Each person consumes a different amount of energy to maintain bodily functions. The basal metabolic rate, which is the calorie requirement we have at rest, varies from person to person. While it is around 1600 calories for 50-year-old men, women of the same age only consume around 1300 calories. This energy metabolism at rest can be increased through physical activity and sports.
Sport helps metabolism
Exercise boosts metabolism: During exercise, not only energy is consumed, but muscle mass is also built up. As a result, the basal metabolic rate increases automatically, as muscles require more energy at rest than other tissues. Therefore, it is worthwhile to be physically active and build muscle mass - ideally through regular, light strength exercises.
But endurance sports also boost metabolism. The heart rate increases, the blood circulation of the entire body is improved. This way, oxygen and nutrients reach the individual cells faster, while waste products can be eliminated quickly.
Diets slow down the metabolism
Those struggling with a "slow metabolism" often suffer from excess pounds. However, losing weight is particularly difficult with a sluggish metabolism. So-called crash diets or any radical diets are unsuitable in this case.
If you want to lose weight, you should avoid unnecessary calories and empty carbohydrates such as sugary or high-fat foods, but not important micronutrients - namely vitamins and minerals. Otherwise, the metabolism can slow down even further. The metabolism is running on low flame, so to speak. Fatigue and lack of drive can be signs that losing weight is becoming increasingly difficult or even impossible. Those who understandably then abandon the diet will experience the yo-yo effect: the body refills its energy stores, often a bit more than before the diet.

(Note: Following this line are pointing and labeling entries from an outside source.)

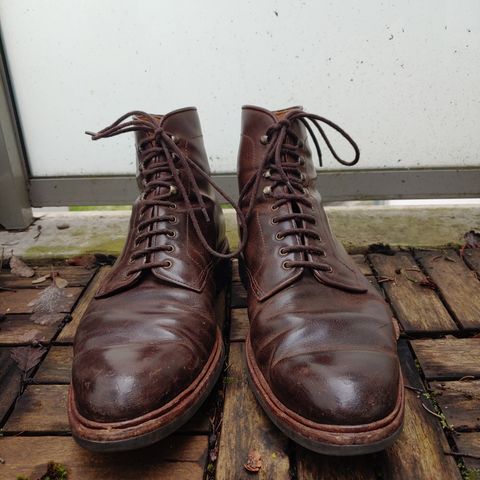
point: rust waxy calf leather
(321, 351)
(149, 348)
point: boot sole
(153, 426)
(338, 440)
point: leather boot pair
(321, 351)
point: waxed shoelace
(162, 157)
(281, 165)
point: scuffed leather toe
(338, 388)
(122, 382)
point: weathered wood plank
(10, 382)
(21, 301)
(238, 296)
(448, 358)
(469, 443)
(75, 276)
(68, 333)
(20, 330)
(417, 308)
(472, 258)
(245, 428)
(239, 324)
(313, 466)
(361, 261)
(460, 402)
(457, 283)
(57, 366)
(43, 408)
(176, 457)
(419, 450)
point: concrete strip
(356, 226)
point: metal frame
(18, 192)
(335, 186)
(15, 209)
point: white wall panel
(403, 77)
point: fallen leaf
(49, 306)
(19, 268)
(27, 358)
(87, 261)
(60, 282)
(254, 462)
(40, 279)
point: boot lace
(281, 166)
(161, 161)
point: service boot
(321, 351)
(149, 348)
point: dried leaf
(60, 282)
(51, 300)
(19, 268)
(472, 239)
(254, 462)
(87, 261)
(40, 279)
(27, 358)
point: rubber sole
(338, 440)
(154, 426)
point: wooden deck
(435, 297)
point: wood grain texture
(313, 466)
(362, 263)
(75, 276)
(469, 443)
(457, 283)
(418, 453)
(179, 457)
(20, 301)
(472, 258)
(57, 366)
(448, 358)
(245, 428)
(460, 402)
(10, 382)
(239, 325)
(68, 333)
(41, 408)
(417, 308)
(20, 330)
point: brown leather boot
(321, 351)
(149, 348)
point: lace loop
(281, 166)
(162, 158)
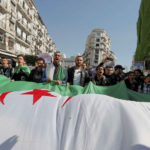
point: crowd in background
(80, 74)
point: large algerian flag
(47, 117)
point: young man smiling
(55, 71)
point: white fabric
(86, 122)
(50, 71)
(77, 76)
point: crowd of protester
(80, 74)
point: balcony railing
(26, 12)
(3, 4)
(2, 25)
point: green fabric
(61, 73)
(25, 69)
(118, 91)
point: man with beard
(99, 78)
(37, 73)
(5, 69)
(117, 76)
(21, 72)
(77, 75)
(108, 73)
(55, 71)
(131, 82)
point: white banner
(44, 120)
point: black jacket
(6, 72)
(103, 81)
(36, 76)
(84, 76)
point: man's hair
(40, 59)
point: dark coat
(84, 76)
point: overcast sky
(69, 22)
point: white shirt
(77, 76)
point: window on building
(97, 40)
(96, 57)
(24, 36)
(13, 6)
(98, 33)
(12, 25)
(96, 51)
(18, 30)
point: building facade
(97, 48)
(22, 30)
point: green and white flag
(48, 117)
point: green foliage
(143, 32)
(30, 59)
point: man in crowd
(5, 69)
(130, 82)
(99, 78)
(138, 76)
(108, 73)
(21, 72)
(55, 71)
(118, 75)
(37, 73)
(77, 75)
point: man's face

If you want to lose weight permanently, you should therefore pay attention to your diet in the long term for the sake of your metabolism, exercise a lot, and drink enough.
Micronutrients - Power for metabolism
A well-functioning metabolism needs one thing above all besides sufficient exercise: a healthy, balanced diet. Only in this way can we supply our body with all the important substances it needs for a smooth metabolism. Micronutrients play an important role in this.

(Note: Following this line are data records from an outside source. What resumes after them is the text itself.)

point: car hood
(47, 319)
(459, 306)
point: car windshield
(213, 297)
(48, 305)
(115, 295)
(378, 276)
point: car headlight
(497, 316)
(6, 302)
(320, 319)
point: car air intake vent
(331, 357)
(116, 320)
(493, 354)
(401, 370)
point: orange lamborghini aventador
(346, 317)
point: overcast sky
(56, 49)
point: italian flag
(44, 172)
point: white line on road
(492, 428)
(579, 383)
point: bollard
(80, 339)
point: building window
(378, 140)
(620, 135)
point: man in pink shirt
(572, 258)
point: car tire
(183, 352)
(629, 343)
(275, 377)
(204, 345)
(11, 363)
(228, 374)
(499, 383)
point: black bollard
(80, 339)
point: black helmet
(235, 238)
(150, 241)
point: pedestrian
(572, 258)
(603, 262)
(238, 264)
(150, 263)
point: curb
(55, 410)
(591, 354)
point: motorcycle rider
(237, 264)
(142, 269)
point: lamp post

Vitamin B6 is involved in protein and energy metabolism
Vitamin B6, like most vitamins, cannot be produced by the body itself. Therefore, we need to consume it through our diet. Vitamin B6 has many important functions in the body. It contributes to a normal energy metabolism, supports protein and glycogen metabolism, and also helps regulate hormone activity.
Healthy sources of vitamin B6 include whole grain products, legumes, and cruciferous vegetables.
Zinc - for the metabolism of fatty acids and carbohydrates
Zinc is also essential for our health, as this trace element plays a role in a variety of metabolic reactions. Zinc not only supports fat metabolism and carbohydrate metabolism, but also the metabolism of other macronutrients.
Zinc also helps to protect cells from oxidative stress and supports the acid-base balance. Zinc is also a well-known helper for the immune system. In order to supply yourself with zinc in a healthy way, oats, lentils, nuts, and eggs should regularly be included in your diet.